Calculating compound factors

The bulk of the Sociolinguistic Questionnaire (SQ) consists of ordinal/Likert Scale questions on language use and on language and cultural attitudes. Since the questionnaire contains a large number of these variables, it is desirable to reduce them to a smaller set of factors by calculating average values over a set of variables for each individual. For example, there are a large number of questions on how often each person uses their first language and it is desirable to boil down the responses to as few variables as possible. However, it is often not easy to see which variables should be grouped together to form such factors.

In the textbook (p. 214f.) three possibilities are discussed: basing the classification on theoretical considerations (as is done in e.g. Schmid 2007), conducting a data-mining approach by means of e.g. a Factor Analysis, or replicating an approach that has been shown to be valid in a previous investigation.

Such an investigation was conducted by Schmid & Dusseldorp 2010. Based on a principal component analysis, we established several groups of factors with high internal validity—that is, we showed that participants tended to respond in the same direction on these. The factors fell into the following categories:

  • bilingual mode L1 use  (with partner, children and friends)
  • intermediate mode L1 use (language for religious purposes, L1 use in language clubs)
  • monolingual mode language use (for professional purposes, with speakers in country of origin)
  • exposure to target-like L1 (non-interactive L1 use through TV or reading, communication with speakers in the home country or visits to that country)
  • perceived importance of intergenerational maintenance
  • linguistic and cultural affiliation (L1 use in inner speech, such as when dreaming or thinking, linguistic and cultural preferences)

These compound variables have since been applied in a number of other investigations, and have been found to be valid in other settings. In other words, if you classify the data which you elicit by means of a sociolinguistic background questionnaire into these groups and calculate averages across the factors, you will probably achieve a valid set of predictors. You can test this by checking the internal reliability of the scale, through calculating what is known as the Cronbach Alpha.

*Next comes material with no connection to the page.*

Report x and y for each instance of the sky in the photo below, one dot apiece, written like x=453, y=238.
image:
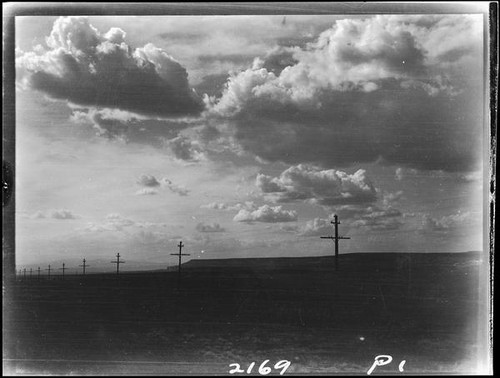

If you use the matrix for data entry and the instructions for coding supplied in the section Coding the sociolinguistic data, you can calculate these factors and check their internal reliability by means of the following steps:

A syntax file is a file that contains the commands for a number of SPSS operations, you can open it in SPSS with the command File-Open-Syntax. You can then mark the text that refers to the individual commands and click the ‘Run’ button (the green triangle in the icon bar). This carries out the command in the same way as if you had entered it through the menus. When you perform any operation in SPSS, you can add the syntax to carry out this task to a Syntax file by clicking the button ‘Paste’.

  • Open the data file containing the data from your Sociolinguistic questionnaire, and open the syntax file Compoundfactors.sps
  • You can see that the syntax file Compoundfactors.sps contains a number of commands, which begin with ‘Compute’ and end with ‘Execute’. After each of these commands, and preceeding the last four, you can find comments, which are preceeded by three asterisks and will be ignored by SPSS. These explain what each command will do; which of the variables from the dataset will be averaged and what the new variable to be created will be called.
  • Once you have calculated all the factors, you should perform a Reliability Analysis to see if the items you included in the calculation do really all correlate with each other. The syntax for these analyses and the explanation is also included in the Compoundfactors.sps file.